Дели с наслаждением вдыхала свежий ветерок, который приносил прохладу и спасал от палящего солнца. По дороге она не хотела говорить с Максимилианом, она думала о том, как ее встретит галерея и какой ее увидит Дели — может быть, тоже постаревшей, поблекшей, хотя искусство не стареет, но кто его знает? Взглянув на клумбу с тюльпанами, она вдруг вспомнила и рассмеялась:

— Максимилиан, а ведь ты ничего не заметил!

— Что не заметил?

— К нам в номер принесли три корзины цветов.
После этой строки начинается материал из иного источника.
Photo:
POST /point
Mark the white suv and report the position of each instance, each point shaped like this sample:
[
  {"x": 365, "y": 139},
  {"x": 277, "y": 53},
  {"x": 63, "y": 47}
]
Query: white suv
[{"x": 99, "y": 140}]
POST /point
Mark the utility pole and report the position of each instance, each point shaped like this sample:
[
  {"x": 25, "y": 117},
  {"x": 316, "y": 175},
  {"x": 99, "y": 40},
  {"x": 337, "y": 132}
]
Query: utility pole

— В самом деле? Немудрено не заметить, и так все комнаты заставлены этими громоздкими напольными вазами с сиренью, мне кажется, это лишне, или тебе нравится?

— Нет, принесли цветы лично для меня, а для тебя шампанское и виски, и от кого ты думаешь?
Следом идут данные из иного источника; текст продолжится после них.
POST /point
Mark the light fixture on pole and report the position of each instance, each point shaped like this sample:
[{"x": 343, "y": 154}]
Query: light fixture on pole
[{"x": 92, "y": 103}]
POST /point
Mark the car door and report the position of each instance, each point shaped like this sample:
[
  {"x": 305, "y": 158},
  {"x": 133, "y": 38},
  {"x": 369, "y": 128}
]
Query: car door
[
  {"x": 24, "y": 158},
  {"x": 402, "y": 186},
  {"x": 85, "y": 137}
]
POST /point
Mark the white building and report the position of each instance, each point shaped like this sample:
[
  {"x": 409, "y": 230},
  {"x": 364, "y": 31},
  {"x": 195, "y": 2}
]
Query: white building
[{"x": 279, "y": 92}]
— Ну конечно же от Берта, от кого же еще! Я знаю, это его штучки, он любит устраивать приятные сюрпризы своим дальним родственникам.

— Вот как! Вы с ним родственники, я не знала.

— Я тебе не хотел говорить, да это и не имеет никакого значения, он слишком дальний родственник. Берт — троюродный брат моей жены. Но здесь, в Австралии, я встретился с ним впервые, он уже лет двадцать как переехал сюда.

— Вот как. А я уже решила обрадоваться. Он написал маленькую записку, где говорит, что цветы для таинственной незнакомки мистера Джойса; я уже было обрадовалась, что у меня появился новый поклонник, — усмехнулась Дели.

— Ну что ты, дорогая, он гораздо моложе тебя, — рассмеялся Максимилиан и, перехватив ее испуганный, застывший взгляд, тут же стал оправдываться: — Дели, прости, пожалуйста, я не это хотел сказать, я хотел сказать, что он интересуется совсем юными девушками, наподобие той горничной, к которой ты меня приревновала.

Дели сощурилась, как Максимилиан, и с усмешкой сказала:

— Вот ты и попался! Значит, это происходило и раньше, до нашей встречи, он уже присылал ей цветы, а тебе виски?

— Дели! — всплеснул он руками.

— Можешь не отвечать, знаю, что присылал, я по твоим бегающим глазам вижу.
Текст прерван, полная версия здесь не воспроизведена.